Über das Jahr 2024
Es ist (subjektiv) sehr viel zu tun gewesen dieses Jahr und (objektiv) sehr wenig passiert, aber bevor ich den richtigen Moment verpasse und 2024 nur noch als Notiz in meine iCloud verschwindet, hier eine Art Jahresrückblick:
Ich habe im Februar wieder im Büro zu arbeiten begonnen und bin angenehm überrascht, wie viel besser manche Sachen in der Universitätsadministration mittlerweile funktionieren. Die ersten paar Wochen hat mich der neue Alltag ziemlich überrollt und ich war so müde, mittlerweile ist es aber wirklich sehr ok. Wenn mich wer fragen würde, ob ich neben Arbeit und Kind noch Zeit habe, müsste ich sagen: Um Gottes Willen nein – aber eine Sache, die man mit der Mutterschaft geschenkt bekommt, ist eine andere Wahrnehmung der Zeit. Es gibt immer Zeit. Und wenn es einmal 3 Minuten sind und einmal 10. Manchmal eine halbe Stunde gar! Und ja, man kann mit dieser Zeit einen Roman schreiben. Vor allem wenn der Kopf dann noch ein bisschen durchdreht und immer zu einem Teil in einem anderen Universum steckt. Deswegen habe ich einen geschrieben. Und noch andere angefangen. Und überhaupt mehr geschrieben. Generell sehr, sehr, sehr viel geschrieben. Ich habe mich zusammengerissen und mich für Stipendien und Wettbewerbe beworben, nur ist absolut wirklich gar nichts passiert. Gar nichts. Es ist okay, ich probiere es weiter, aber stellenweise tat es dieses Jahr wirklich weh (wenn ich mich doch einmal richtig anstrenge!) und hat mich sehr viel in Frage stellen lassen. Gelernt habe ich, dass es immer, wirklich ausnahmslos immer hilft, darüber zu sprechen und mit anderen Personen, die ebenfalls leer ausgingen, zu lästern und zu jammern. (You know who you are <3)
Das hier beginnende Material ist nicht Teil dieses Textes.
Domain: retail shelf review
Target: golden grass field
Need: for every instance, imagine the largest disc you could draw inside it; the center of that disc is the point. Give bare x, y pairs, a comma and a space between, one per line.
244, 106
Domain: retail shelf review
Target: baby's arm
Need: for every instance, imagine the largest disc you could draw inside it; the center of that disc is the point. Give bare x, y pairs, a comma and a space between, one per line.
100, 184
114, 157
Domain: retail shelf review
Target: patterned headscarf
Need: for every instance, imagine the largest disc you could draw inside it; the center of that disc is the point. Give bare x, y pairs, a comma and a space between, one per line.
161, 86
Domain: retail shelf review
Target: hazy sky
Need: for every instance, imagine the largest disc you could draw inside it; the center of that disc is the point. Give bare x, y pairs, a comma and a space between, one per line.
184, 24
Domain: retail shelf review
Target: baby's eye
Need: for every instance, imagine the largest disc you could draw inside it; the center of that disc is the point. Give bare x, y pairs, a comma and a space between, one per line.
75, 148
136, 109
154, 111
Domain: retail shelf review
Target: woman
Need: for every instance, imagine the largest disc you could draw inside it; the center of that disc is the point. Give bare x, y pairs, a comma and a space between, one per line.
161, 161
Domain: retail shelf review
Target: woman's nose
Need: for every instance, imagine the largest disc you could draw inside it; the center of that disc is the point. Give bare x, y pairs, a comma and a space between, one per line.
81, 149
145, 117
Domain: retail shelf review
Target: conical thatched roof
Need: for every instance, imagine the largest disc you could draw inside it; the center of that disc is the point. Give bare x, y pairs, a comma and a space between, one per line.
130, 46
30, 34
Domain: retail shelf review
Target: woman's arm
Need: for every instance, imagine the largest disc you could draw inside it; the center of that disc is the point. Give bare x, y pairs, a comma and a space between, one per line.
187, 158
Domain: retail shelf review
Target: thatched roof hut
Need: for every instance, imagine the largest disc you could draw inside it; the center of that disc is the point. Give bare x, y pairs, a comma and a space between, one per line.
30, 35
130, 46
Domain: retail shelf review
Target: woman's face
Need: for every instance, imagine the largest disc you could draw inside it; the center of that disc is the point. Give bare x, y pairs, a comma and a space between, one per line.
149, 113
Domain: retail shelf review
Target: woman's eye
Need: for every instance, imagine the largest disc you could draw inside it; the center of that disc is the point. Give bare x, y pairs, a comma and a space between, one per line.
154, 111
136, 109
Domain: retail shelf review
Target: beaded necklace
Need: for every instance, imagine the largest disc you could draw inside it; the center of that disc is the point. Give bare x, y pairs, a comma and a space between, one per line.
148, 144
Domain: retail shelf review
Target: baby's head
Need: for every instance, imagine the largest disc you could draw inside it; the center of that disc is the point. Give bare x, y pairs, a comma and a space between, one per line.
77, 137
Manche Sachen sind sehr klein und ich muss mir vor Augen halten, wie groß sie eigentlich sind. Natürlich, überleben, sowieso. Oder auch: mehr als 3,5 Jahre keine Zigaretten mehr geraucht zu haben. Oder: trotz großer Angst sehr viele (und leider sehr kostspielige) Zahnarztbesuche absolviert und trotz großer Abscheu mich an eine elektrische Zahnbürste getraut (weil ich sehr sensibel auf jedes Gefühl an den Zähnen reagiere, aber turns out, mit weicheren Bürstenköpfen und ein bisschen Gewöhnung ist es echt okay. Dafür lobe ich mich ab und zu einfach so, weil ich früher dachte, dass ich jemand bin, der das einfach nicht kann. Und manchmal benötigt man für einfache Sachen sehr viel Überwindung.)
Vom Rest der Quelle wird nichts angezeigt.